By the end of this week, Prime Minister Modi would have visited Sri Lanka, Mauritius and Seychelles, notching up some more brownie points in the Love-Thy-Neighbour (including extended neighbourhood) trend. Within the first year of his tenure, the PM would have visited several neighbouring countries....including stringing his own moti-maala, India’s string of pearls in the Indian Ocean.

India’s string of pearls is unlike China’s. It is not based on flaunting its military might or coercive diplomacy. It is more in the realm of a security embrace of nations in our extended neighbourhood. India has largely been a covert security and maritime security provider to Sri Lanka, Maldives, Mauritius and Seychelles, guaranteeing these countries stability during civil or military strife or natural calamities without demanding military, economic or political suzerainty.

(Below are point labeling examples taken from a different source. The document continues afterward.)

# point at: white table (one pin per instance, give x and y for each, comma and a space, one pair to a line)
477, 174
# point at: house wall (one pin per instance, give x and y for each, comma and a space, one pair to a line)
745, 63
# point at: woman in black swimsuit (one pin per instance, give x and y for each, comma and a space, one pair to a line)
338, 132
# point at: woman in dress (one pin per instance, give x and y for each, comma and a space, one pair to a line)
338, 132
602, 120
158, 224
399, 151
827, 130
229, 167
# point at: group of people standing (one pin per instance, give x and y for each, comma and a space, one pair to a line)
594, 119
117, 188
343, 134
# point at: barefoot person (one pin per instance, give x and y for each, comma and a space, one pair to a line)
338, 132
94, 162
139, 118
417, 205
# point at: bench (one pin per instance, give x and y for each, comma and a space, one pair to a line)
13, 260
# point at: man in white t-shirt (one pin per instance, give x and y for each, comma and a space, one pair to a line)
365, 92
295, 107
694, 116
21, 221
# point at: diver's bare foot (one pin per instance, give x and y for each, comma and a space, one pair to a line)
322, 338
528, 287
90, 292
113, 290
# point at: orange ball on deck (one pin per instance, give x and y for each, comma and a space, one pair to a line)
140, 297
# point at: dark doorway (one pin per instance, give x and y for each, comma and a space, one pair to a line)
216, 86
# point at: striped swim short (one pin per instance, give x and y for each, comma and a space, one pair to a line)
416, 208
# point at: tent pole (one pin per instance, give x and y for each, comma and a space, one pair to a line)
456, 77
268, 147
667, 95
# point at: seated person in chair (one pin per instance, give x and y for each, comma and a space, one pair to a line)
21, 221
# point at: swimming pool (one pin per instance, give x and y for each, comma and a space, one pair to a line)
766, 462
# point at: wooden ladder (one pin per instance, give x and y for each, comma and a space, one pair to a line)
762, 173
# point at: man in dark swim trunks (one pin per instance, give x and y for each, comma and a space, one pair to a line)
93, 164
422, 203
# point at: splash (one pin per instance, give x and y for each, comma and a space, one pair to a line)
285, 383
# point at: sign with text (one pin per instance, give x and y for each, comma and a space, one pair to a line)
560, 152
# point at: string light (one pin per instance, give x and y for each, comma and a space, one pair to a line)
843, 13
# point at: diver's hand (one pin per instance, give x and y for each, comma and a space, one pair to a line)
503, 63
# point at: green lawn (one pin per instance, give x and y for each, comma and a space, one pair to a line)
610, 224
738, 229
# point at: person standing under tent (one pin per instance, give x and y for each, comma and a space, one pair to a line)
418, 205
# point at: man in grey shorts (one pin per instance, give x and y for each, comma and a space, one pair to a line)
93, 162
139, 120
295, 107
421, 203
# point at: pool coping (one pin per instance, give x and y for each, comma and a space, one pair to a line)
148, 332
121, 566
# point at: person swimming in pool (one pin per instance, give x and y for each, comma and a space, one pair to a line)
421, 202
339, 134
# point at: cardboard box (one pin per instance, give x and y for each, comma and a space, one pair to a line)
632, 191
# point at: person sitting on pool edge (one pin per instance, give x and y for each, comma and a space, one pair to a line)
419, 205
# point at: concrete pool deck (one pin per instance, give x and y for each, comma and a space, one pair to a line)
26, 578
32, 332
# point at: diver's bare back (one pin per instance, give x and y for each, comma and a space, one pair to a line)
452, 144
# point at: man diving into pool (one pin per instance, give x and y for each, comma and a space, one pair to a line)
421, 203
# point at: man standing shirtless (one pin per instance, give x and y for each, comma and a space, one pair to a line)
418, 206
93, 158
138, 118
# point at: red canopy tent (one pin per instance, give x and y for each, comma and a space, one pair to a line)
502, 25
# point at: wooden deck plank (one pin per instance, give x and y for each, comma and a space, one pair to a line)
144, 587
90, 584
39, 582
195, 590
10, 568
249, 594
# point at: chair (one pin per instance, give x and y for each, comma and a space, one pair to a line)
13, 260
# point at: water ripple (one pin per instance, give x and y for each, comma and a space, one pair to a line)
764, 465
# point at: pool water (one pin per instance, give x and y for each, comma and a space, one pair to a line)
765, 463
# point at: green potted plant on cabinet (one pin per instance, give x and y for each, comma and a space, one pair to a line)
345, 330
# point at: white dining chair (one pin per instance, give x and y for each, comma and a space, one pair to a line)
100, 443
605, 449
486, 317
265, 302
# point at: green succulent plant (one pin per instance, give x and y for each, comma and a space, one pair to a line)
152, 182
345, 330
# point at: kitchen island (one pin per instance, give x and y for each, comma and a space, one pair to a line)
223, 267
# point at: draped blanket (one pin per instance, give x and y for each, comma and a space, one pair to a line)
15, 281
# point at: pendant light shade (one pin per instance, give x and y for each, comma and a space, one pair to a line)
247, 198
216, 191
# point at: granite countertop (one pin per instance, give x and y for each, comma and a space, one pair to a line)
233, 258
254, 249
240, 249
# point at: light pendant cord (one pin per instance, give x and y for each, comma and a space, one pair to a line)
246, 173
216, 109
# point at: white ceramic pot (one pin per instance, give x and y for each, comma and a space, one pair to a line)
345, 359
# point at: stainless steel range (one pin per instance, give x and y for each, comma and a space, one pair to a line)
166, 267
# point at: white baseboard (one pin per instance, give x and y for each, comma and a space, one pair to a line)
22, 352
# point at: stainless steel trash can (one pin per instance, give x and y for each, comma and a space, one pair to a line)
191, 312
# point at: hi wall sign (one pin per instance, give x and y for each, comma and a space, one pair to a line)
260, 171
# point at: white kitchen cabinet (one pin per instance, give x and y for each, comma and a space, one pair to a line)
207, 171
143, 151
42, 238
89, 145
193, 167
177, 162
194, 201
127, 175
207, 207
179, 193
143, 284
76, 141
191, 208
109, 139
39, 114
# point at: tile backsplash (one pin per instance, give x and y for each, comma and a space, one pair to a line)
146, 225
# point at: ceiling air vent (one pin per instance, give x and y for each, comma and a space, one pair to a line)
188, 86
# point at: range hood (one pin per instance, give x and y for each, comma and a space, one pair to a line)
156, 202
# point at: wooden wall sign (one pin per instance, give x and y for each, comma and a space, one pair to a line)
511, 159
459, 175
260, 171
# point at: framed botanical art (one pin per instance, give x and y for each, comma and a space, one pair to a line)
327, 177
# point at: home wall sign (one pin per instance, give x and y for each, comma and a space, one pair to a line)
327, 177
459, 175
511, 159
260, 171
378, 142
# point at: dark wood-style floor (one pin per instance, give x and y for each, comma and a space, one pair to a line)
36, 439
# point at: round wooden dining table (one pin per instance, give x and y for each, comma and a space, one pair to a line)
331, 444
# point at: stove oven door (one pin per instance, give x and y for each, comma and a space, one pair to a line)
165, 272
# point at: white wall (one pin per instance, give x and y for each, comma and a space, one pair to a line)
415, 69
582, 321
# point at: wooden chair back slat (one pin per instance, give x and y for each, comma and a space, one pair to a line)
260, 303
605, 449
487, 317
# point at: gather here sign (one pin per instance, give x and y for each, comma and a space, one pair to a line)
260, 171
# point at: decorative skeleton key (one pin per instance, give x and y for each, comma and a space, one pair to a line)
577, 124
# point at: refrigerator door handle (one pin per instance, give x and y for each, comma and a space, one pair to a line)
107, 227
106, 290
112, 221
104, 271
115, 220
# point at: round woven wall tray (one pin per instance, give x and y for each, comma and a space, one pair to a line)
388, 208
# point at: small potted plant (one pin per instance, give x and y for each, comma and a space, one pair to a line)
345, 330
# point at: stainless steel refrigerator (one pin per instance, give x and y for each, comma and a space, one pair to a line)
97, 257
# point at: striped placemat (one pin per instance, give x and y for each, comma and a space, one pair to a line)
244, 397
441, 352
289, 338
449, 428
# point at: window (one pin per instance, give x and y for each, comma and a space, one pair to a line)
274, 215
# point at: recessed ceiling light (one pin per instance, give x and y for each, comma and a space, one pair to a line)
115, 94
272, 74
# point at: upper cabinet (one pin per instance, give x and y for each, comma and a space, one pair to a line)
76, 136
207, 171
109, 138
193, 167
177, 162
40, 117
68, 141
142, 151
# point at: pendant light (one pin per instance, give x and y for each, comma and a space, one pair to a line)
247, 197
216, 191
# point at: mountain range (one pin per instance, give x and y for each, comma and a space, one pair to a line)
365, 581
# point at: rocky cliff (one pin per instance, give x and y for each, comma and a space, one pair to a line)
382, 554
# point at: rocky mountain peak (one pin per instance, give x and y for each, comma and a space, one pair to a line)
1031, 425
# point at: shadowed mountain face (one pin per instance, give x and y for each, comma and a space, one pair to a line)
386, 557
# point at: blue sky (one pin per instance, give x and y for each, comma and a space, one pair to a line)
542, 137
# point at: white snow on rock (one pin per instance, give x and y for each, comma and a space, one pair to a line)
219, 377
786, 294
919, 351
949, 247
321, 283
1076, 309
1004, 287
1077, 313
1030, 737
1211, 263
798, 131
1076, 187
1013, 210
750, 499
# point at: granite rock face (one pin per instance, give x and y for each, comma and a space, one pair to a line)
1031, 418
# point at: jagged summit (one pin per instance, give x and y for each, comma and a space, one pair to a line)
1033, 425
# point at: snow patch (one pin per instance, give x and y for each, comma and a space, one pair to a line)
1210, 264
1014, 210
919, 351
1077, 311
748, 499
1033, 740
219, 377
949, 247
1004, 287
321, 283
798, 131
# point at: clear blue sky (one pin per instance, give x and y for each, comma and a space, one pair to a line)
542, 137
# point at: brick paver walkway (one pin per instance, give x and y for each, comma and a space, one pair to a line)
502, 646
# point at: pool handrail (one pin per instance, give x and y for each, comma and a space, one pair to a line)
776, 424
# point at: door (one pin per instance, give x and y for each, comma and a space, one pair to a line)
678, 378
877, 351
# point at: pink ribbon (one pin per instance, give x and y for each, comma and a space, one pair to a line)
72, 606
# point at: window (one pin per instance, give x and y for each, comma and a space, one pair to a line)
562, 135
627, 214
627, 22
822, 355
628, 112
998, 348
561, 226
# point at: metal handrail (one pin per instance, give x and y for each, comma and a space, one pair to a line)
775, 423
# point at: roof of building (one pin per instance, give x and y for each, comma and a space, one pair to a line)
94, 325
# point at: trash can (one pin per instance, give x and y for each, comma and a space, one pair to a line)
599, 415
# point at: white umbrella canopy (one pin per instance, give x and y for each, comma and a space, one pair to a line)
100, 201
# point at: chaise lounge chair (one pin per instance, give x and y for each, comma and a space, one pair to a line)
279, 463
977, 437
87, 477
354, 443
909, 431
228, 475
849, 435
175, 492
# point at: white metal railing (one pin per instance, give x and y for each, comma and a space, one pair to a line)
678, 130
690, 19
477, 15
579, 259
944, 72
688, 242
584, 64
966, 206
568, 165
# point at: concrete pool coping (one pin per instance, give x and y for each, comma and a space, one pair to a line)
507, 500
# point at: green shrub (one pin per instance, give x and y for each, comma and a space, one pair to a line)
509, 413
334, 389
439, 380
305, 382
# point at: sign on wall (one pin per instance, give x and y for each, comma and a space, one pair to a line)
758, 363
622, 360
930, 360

Indian Foreign Minister Sushma Swaraj and Sri Lankan Foreign Minister Mangala Samaraweera greet each other in Colombo, ahead of Prime Minister Narendra Modi’s visit to Sri Lanka on March 13-14. Pic/AFP
Indian Foreign Minister Sushma Swaraj and Sri Lankan Foreign Minister Mangala Samaraweera greet each other in Colombo, ahead of Prime Minister Narendra Modi’s visit to Sri Lanka on March 13-14. Pic/AFP

India’s leadership in this region comes at a time when China is increasing its maritime footprint in the Indian Ocean. The Asian super power has an insatiable appetite for strategic dominance in the continent. Getting into competitive strategic dominance in the Indian Ocean region with China is avoidable, yet inevitable if India has to ensure that its regional dominance is not diluted.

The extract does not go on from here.